The original Transaction and Code Set regulation compliance date was October 16, 2002. However, recent legislation allows covered entities to delay the effective date until October 16, 2003 provided they submit a compliance plan to the Secretary of DHHS prior to the original due date (October 16, 2002). The compliance plan must demonstrate an entity's plan to pilot electronic transactions by April 2003.

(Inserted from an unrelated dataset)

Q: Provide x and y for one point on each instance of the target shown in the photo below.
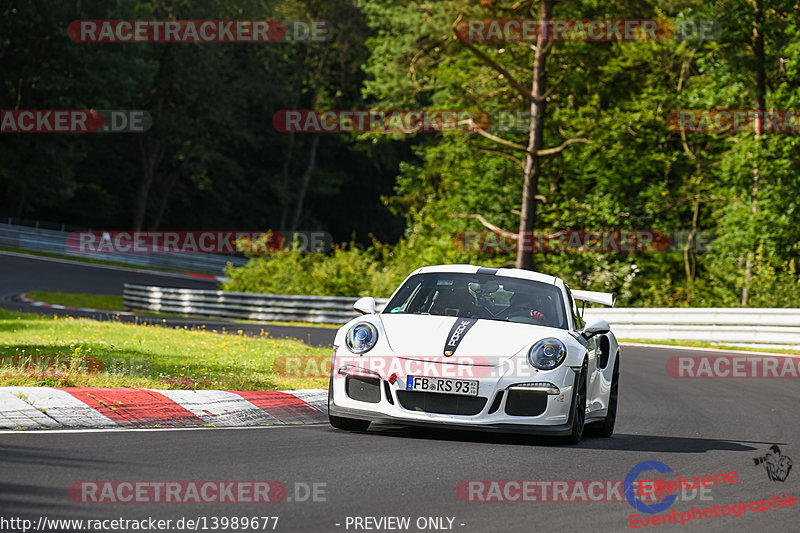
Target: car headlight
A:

The EDI Transaction and Code Set standards only cover transactions that are sent digitally and do not apply to paper transactions. Electronic transmissions include those conducted over the Internet, dial-up or leased lines as well as via private networks. Furthermore, these standards cover transactions that occur, or are transported, via magnetic tape, disk or CD media; although, telephone and fax responses are not currently included. There are presently more than 400 EDI formats in use by various payors. The new transaction and code set regulations will standardize both financial and administrative transactions, as well as the data elements required to conduct these electronic transactions. The following healthcare transaction standards have been specified in the HIPAA regulations:

ASC X12N 837 Health claims or equivalent encounter information
ASC X12N 835 Payment and remittance advice
ASC X12N 276/277 Claim status request and response
ASC X12N 834 Enrollment and disenrollment in a health plan
ASC X12N 270/271 Eligibility benefit inquiry and response
ASC X12N 820/811 Premium payment order/remittance advice
ASC X12N 278 Referral certification and authorization
ASC X12N 275 Patient information/attachments (No compliance date set)
ASC X12N 148 First report of injury (No compliance date set)

HIPAA mandates that covered entities transmitting electronically, adopt the standard transaction formats and their implementation guidelines. However, HIPAA does not require covered entities to convert from paper to electronic transactions. Nor does it mandate that providers submit these electronic transactions directly to payors. Providers can use, or continue to use a clearinghouse to format transactional data into the compliant format. Whether a provider transmits directly or uses a clearinghouse to interface with payors, it is critical for providers to understand that the new transaction formats may require additional data elements, not previously collected. Therefore, providers must be aware of the data format requirements in order to send only the necessary information required to process the specified transaction.